Así está la relación de confianza entre los herederos del cordobesismo.
El convenio también exime a las empresas contratistas del pago de tasas por Derecho de Inspección y Permisos de Corte, según la cláusula quinta, un beneficio que corre por cuenta del erario municipal. La letra chica revela el verdadero costo político del auxilio.

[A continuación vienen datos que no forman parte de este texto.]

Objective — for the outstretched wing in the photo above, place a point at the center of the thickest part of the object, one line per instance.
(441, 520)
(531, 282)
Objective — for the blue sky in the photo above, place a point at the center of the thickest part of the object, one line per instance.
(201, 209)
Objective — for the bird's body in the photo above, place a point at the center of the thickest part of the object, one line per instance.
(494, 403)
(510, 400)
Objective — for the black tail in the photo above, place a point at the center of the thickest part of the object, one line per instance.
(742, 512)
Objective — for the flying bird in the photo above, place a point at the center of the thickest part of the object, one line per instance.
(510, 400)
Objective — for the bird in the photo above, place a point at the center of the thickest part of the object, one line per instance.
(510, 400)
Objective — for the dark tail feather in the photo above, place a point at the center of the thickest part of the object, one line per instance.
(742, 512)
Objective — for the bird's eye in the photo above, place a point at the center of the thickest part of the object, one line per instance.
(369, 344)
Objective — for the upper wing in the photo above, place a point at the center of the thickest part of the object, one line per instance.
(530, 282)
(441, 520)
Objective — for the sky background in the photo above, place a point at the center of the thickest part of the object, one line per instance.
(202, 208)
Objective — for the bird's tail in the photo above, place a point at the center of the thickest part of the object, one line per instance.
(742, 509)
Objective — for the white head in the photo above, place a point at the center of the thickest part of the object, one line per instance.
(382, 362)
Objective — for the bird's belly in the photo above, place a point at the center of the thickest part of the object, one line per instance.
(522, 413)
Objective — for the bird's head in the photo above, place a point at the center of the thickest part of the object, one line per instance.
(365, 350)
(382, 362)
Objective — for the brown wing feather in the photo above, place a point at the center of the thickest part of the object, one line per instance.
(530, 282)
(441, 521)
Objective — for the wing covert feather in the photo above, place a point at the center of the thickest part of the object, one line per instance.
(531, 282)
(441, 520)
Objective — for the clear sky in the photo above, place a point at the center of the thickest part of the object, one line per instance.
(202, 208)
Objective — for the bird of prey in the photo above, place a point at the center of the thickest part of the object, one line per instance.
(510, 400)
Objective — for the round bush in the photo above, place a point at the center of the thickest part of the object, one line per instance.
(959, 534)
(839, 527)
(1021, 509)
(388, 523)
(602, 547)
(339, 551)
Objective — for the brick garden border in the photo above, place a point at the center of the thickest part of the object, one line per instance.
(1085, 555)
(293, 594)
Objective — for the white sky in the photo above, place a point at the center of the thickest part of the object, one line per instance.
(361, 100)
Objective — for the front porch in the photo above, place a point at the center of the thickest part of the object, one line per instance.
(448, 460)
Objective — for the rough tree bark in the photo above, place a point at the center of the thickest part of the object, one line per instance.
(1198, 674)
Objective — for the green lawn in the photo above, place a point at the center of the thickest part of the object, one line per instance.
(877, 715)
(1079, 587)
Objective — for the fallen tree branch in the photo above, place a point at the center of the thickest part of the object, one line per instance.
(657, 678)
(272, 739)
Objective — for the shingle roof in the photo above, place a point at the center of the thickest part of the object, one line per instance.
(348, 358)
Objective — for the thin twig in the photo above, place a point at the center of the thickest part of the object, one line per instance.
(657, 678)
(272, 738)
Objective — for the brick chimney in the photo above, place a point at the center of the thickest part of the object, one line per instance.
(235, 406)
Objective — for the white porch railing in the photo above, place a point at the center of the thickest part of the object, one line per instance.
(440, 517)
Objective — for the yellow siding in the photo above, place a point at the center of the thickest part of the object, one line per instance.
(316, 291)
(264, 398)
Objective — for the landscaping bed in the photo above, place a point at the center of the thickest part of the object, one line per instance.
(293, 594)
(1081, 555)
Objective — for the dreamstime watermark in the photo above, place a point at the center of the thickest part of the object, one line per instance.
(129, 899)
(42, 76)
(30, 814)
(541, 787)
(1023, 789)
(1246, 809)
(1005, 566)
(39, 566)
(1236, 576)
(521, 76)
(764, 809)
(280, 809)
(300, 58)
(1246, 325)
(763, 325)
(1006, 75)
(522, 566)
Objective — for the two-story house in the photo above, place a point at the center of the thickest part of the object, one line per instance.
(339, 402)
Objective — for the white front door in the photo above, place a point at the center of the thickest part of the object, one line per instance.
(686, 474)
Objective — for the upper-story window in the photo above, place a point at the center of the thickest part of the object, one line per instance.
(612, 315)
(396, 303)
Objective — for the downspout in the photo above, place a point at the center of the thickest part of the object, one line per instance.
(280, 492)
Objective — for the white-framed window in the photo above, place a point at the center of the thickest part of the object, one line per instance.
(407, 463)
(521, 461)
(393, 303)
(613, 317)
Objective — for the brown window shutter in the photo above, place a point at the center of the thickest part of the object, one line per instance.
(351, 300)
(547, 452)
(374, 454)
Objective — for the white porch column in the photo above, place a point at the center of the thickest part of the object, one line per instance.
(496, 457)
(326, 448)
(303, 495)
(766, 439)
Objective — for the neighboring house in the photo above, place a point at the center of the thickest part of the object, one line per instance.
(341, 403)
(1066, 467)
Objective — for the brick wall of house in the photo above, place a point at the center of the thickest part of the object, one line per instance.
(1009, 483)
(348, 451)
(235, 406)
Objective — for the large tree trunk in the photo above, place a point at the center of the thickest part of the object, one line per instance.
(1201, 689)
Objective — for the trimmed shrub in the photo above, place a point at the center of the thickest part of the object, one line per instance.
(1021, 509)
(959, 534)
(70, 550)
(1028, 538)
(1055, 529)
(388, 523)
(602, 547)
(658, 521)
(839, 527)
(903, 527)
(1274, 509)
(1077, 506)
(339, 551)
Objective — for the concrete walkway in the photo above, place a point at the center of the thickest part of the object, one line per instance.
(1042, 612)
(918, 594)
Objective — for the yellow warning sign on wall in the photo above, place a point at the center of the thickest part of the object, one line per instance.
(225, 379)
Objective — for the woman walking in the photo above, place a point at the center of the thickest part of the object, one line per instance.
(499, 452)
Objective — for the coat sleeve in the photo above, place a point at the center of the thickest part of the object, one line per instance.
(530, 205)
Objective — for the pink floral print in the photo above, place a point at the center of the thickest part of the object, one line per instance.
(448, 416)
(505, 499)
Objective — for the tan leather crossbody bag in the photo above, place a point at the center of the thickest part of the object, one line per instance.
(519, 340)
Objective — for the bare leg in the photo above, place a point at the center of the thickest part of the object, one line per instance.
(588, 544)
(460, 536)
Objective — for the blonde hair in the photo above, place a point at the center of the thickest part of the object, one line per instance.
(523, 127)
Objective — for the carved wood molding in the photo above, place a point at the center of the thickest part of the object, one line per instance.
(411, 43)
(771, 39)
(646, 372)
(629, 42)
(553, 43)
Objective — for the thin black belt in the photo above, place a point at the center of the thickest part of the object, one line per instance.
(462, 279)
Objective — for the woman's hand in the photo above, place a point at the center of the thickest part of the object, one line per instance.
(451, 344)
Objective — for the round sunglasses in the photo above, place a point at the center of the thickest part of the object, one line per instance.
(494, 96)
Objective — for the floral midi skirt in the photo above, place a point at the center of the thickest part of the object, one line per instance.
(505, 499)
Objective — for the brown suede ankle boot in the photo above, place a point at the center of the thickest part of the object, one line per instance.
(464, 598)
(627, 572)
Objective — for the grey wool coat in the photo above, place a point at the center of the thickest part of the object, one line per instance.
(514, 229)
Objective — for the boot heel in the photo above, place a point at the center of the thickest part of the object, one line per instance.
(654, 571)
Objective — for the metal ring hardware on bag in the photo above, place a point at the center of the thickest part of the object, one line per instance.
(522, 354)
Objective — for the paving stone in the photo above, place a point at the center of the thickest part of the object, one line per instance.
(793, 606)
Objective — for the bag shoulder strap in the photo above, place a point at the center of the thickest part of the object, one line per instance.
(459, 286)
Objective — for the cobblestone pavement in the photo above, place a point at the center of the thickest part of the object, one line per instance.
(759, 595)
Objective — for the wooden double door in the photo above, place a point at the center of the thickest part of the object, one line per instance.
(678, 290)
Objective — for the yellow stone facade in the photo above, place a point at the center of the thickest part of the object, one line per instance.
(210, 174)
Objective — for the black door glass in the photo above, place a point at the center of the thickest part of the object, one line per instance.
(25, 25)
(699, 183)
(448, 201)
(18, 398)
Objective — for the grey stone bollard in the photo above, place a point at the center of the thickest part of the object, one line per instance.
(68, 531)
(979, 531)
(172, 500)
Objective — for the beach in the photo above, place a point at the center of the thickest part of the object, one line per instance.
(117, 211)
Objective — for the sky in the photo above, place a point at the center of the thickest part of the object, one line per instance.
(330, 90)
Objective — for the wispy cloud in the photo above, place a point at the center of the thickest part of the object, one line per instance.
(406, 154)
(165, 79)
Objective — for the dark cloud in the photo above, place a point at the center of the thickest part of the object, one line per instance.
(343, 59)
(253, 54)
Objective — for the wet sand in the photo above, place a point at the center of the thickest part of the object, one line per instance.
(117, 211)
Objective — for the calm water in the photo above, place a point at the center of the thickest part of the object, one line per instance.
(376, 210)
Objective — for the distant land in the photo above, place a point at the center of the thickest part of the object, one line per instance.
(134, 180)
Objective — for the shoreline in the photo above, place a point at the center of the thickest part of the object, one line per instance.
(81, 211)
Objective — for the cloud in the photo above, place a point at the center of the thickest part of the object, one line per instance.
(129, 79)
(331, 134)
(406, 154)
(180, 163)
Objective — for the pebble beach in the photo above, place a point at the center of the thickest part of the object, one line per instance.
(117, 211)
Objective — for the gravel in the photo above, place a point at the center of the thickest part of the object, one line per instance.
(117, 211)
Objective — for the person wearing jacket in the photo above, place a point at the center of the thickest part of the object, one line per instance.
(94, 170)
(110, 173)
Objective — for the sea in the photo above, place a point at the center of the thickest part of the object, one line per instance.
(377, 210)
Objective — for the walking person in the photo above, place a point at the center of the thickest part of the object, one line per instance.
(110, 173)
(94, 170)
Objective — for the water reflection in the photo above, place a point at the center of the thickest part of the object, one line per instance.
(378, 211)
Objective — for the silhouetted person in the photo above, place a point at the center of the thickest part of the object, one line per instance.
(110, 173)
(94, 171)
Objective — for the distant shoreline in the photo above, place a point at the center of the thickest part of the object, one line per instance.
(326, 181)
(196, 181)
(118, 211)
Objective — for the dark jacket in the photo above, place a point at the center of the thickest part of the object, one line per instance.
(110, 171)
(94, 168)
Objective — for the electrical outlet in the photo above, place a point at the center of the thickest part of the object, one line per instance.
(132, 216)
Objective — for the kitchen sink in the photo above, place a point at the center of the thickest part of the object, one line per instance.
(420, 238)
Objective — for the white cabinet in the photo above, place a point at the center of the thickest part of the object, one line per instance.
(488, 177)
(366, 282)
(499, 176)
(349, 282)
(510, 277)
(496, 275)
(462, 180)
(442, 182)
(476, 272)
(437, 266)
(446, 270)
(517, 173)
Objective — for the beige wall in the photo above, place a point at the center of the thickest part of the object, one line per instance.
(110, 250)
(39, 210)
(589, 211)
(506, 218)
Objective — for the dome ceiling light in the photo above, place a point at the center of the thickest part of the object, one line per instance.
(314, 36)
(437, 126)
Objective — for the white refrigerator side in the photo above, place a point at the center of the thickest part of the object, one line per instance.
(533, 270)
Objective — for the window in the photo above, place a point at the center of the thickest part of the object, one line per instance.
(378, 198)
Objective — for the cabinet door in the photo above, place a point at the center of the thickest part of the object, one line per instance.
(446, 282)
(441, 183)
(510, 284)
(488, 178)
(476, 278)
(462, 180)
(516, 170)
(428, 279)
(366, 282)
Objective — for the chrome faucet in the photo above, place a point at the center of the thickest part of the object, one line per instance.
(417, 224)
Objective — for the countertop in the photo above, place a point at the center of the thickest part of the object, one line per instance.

El trasfondo potencia la lectura. La semana pasada, en medio de una crisis financiera que obligó al Municipio a demorar el pago del medio aguinaldo al gremio Suoem, no hubo un gesto desde el Centro Cívico para descomprimir y el secretario general Sergio Lorenzatti debió salir a explicar la situación: pese a la "ingeniería financiera", "las cuentas están en orden y cumplimos con nuestras obligaciones".
Las obras, además, fueron difundidas en soledad por el gobernador en sus redes, sin la presencia del intendente. En los festejos por el 453° aniversario de la fundación de la ciudad, escoltado por la vicegobernadora Myrian Prunotto y el ministro Miguel Siciliano, Passerini eligió responder con un mensaje de resistencia: "Córdoba tiene muchas características, pero lo más importante es que no se rinde".
Un funcionario había reconocido, la semana pasada, la necesidad oficialista de elevar de manera sustancial el caudal de votos propio en la Capital, con la advertencia implícita de que, en caso contrario, el escenario electoral se complicaría.
Passerini, de todos modos, buscó despegar la coyuntura local de la macroeconomía nacional. Situó a Córdoba como parte del cuadro económico del país y apeló a su historia universitaria, industrial y reformista para sostener el clima de resistencia frente al avance provincial.